Face à cette offensive politique, l’opposition campe sur ses positions. Réunis autour de la coalition C64, des leaders comme Martin Fayulu, Moïse Katumbi, Jean-Marc Kabund ou encore Delly Sesanga accusent le camp présidentiel de vouloir ouvrir la voie à un éventuel troisième mandat du président Félix Tshisekedi. Leur stratégie repose sur l’article 64 de la Constitution, qui impose aux citoyens de faire échec à toute prise ou exercice du pouvoir contraire à la loi fondamentale.

Au cours d’un point de presse tenu le samedi 23 mai 2026 à son siège de Kinshasa, le parti de l’opposant Jean-Marc Kabund, l’Alliance pour le Changement (A.Ch), a réitéré son opposition catégorique à tout projet de modification de la Constitution, tel que prôné par le parti présidentiel.

 « Aujourd’hui, leur serment repose sur le changement de la Constitution et la révision constitutionnelle. Nous leur disons que, qu’il s’agisse d’un changement ou d’une révision, rien de tout cela n’aura lieu. Eux-mêmes le savent », a déclaré le secrétaire général du parti, Tonay Atwana Jean-Paleki.
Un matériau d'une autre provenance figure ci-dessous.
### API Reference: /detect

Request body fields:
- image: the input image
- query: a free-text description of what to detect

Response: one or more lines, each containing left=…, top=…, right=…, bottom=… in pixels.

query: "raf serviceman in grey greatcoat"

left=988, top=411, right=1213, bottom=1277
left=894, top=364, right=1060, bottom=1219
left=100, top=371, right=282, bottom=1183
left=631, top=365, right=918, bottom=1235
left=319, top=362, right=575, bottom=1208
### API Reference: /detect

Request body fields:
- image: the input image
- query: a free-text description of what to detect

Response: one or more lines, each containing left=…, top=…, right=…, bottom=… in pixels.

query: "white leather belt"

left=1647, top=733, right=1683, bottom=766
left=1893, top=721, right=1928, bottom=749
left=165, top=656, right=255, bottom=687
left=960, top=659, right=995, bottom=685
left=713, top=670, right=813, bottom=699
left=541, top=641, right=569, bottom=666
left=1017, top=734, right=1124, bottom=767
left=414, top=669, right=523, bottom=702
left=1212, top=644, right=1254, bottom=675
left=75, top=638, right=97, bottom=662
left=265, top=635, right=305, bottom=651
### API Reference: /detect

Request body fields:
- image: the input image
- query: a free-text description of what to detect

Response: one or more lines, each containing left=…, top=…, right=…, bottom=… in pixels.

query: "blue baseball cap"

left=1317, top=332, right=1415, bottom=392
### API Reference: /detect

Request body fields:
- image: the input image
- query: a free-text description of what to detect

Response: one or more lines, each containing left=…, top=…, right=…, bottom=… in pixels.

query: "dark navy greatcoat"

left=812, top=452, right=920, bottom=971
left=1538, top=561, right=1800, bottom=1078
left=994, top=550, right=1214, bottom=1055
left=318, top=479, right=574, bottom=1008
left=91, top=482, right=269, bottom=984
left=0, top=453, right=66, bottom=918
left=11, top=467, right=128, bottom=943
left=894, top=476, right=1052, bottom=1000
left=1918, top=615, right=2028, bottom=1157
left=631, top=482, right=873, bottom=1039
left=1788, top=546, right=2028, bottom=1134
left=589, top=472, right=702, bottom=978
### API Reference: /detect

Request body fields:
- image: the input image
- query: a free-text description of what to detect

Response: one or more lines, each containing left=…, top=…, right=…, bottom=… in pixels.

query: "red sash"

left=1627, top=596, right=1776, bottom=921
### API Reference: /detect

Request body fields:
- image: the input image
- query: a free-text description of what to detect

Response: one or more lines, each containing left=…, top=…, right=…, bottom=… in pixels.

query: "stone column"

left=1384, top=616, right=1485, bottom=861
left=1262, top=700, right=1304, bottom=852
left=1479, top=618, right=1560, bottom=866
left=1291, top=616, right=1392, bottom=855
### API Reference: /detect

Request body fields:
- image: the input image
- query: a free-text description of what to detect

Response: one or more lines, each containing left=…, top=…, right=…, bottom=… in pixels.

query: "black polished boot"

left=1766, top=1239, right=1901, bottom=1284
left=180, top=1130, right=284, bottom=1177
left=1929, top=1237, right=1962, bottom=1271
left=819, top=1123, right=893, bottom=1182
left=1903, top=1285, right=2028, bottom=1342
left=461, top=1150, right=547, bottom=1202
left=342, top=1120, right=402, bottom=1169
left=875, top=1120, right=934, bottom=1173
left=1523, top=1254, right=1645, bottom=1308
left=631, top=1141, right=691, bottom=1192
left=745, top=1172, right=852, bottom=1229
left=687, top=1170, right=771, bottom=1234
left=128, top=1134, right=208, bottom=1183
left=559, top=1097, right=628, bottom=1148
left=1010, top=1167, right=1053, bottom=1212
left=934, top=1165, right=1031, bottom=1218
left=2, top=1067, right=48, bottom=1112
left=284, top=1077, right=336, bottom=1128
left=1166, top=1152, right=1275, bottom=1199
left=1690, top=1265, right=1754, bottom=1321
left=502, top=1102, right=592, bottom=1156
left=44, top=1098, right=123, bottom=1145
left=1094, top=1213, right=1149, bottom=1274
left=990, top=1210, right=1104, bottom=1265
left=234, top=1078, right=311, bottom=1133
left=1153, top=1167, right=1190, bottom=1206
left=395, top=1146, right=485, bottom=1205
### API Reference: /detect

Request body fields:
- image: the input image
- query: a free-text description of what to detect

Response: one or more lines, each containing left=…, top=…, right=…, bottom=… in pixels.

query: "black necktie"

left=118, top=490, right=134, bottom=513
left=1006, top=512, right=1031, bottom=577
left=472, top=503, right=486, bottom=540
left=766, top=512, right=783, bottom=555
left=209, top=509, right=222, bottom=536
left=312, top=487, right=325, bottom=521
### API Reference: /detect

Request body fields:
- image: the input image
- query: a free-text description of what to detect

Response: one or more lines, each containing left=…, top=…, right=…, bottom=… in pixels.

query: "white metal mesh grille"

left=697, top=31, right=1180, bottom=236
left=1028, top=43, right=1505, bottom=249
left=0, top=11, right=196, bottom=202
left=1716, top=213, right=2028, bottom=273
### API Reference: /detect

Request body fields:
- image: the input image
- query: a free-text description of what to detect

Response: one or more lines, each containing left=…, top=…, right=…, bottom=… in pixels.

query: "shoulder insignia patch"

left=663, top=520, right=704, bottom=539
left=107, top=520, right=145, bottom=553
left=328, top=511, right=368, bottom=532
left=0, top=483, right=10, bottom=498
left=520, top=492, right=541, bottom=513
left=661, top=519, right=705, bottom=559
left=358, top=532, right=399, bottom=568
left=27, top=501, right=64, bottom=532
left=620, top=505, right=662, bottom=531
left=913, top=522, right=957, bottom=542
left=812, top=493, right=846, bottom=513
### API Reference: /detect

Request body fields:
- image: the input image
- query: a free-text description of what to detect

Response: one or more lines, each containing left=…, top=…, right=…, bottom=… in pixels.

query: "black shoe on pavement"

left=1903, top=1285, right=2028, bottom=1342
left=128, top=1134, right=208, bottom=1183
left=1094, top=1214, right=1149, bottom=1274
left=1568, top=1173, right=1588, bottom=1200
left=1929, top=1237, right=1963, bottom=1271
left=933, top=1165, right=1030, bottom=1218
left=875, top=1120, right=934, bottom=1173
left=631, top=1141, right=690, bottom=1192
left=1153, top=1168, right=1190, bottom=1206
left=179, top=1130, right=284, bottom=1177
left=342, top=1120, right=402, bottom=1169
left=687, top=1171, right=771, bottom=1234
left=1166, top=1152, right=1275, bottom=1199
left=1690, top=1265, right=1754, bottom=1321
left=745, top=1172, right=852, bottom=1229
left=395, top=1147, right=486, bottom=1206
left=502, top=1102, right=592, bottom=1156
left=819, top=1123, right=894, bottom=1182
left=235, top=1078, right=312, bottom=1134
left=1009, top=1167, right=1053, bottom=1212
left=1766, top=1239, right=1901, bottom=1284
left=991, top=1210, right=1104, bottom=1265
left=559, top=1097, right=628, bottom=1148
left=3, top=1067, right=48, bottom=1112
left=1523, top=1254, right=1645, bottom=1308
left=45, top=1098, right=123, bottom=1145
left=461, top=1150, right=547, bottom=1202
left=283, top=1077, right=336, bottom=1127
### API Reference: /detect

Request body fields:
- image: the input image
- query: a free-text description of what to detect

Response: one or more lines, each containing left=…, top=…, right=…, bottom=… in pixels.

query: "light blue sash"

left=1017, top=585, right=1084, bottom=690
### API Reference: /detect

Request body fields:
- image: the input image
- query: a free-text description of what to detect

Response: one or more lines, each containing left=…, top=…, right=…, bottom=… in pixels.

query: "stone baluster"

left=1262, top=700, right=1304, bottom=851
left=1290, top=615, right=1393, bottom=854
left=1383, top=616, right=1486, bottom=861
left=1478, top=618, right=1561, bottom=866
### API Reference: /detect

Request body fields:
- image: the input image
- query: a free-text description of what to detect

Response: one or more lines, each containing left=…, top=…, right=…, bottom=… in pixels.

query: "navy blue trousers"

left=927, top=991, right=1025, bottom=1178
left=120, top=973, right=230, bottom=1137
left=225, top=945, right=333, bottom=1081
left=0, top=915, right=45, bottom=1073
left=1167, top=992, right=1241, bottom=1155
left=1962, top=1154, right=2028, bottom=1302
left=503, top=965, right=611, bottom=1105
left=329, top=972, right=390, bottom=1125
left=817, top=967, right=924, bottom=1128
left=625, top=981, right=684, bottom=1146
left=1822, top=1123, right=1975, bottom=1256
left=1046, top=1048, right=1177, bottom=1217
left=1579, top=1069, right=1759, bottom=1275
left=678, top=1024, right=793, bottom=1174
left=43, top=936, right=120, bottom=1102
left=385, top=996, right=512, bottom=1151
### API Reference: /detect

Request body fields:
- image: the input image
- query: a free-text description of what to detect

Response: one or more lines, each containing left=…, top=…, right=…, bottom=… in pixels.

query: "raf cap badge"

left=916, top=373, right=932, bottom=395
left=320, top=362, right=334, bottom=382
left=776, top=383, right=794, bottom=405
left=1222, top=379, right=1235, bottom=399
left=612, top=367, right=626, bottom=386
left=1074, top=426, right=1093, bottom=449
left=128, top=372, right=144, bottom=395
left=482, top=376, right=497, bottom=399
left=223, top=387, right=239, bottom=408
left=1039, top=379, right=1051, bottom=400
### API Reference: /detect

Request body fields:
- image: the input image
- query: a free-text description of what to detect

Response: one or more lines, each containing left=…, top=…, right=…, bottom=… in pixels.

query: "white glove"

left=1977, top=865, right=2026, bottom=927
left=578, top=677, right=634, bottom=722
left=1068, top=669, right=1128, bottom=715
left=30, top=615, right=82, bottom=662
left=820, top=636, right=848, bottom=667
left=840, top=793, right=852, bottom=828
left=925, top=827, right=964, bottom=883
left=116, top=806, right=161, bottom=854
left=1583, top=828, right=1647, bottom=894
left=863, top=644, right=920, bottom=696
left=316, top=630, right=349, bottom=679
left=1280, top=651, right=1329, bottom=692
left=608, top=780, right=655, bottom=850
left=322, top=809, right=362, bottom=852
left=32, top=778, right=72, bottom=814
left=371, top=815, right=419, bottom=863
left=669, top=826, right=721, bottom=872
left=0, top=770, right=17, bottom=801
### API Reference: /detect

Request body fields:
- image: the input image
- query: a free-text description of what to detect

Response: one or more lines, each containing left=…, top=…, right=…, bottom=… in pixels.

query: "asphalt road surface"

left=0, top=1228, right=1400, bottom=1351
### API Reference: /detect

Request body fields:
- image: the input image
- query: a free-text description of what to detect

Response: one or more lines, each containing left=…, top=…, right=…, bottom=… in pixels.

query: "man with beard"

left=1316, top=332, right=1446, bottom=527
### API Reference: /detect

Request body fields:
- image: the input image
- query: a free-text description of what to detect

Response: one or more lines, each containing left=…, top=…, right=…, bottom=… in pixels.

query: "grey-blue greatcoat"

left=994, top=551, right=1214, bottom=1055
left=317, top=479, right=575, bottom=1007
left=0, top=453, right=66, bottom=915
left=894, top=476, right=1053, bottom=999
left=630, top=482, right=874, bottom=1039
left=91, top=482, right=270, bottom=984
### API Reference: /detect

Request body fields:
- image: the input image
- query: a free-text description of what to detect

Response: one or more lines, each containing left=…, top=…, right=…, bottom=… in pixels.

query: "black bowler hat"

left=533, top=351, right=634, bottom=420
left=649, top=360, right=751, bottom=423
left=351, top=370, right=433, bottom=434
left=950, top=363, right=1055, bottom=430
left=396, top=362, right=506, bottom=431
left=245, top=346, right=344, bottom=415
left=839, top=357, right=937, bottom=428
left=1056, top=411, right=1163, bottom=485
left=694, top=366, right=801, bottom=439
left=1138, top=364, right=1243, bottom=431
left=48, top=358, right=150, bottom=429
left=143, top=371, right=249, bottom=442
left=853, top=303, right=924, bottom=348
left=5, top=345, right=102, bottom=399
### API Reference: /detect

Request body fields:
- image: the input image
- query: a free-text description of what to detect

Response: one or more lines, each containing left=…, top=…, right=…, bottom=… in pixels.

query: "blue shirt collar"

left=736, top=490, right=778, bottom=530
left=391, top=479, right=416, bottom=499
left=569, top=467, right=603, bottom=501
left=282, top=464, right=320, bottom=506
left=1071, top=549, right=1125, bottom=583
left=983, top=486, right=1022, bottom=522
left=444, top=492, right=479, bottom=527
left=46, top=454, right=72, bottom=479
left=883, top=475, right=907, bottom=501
L’UDPS amorce des consultations

Dans les rangs de l’UDPS, les responsables rejettent ces accusations et défendent plutôt une réforme destinée à corriger certaines faiblesses institutionnelles. Le parti invoque même l’héritage politique d’Étienne Tshisekedi, présenté comme l’inspirateur historique d’une nouvelle architecture constitutionnelle. L’UDPS n’hésite d’ailleurs pas à rappeler son boycott du référendum constitutionnel de 2005 ayant consacré l’actuelle Constitution. Le 22 mai, le parti a démarré des consultations dans le cadre de sa coalition pour le changement de la Constitution. Steve Mbikayi, député national et président du Parti Travailliste (P.T), était parmi les premiers à être reçus par Augustin Kabuya. À la fin de la rencontre, Steve Mbikayi a réaffirmé son engagement à accompagner l’UDPS dans le processus de changement de la Constitution. « Nous allons l’accompagner jusqu’à l’aboutissement heureux de l’adoption d’une nouvelle constitution », a déclaré le président national du P.T. Selon lui, la Coalition Article 64 lancée par l’opposition ne représentera pas un obstacle pour leur démarche.

Cette montée des tensions révèle une polarisation grandissante du paysage politique congolais. En l’espace de quelques jours, deux blocs antagonistes se sont constitués autour d’un même sujet : conserver ou changer la Constitution. D’un côté, la C64 entend verrouiller toute tentative de réforme ; de l’autre, la C4 veut mobiliser partis politiques, société civile et confessions religieuses en faveur d’un changement constitutionnel.

À Kinshasa, le bras de fer constitutionnel ne fait que commencer. Entre la C64, qui brandit la défense de l’ordre constitutionnel, et la C4, qui plaide pour une nouvelle architecture institutionnelle, la bataille politique promet d’occuper le devant de la scène dans les prochains mois. Une confrontation à haut risque qui pourrait redessiner l’avenir politique de la RDC à l’approche des échéances électorales de 2028.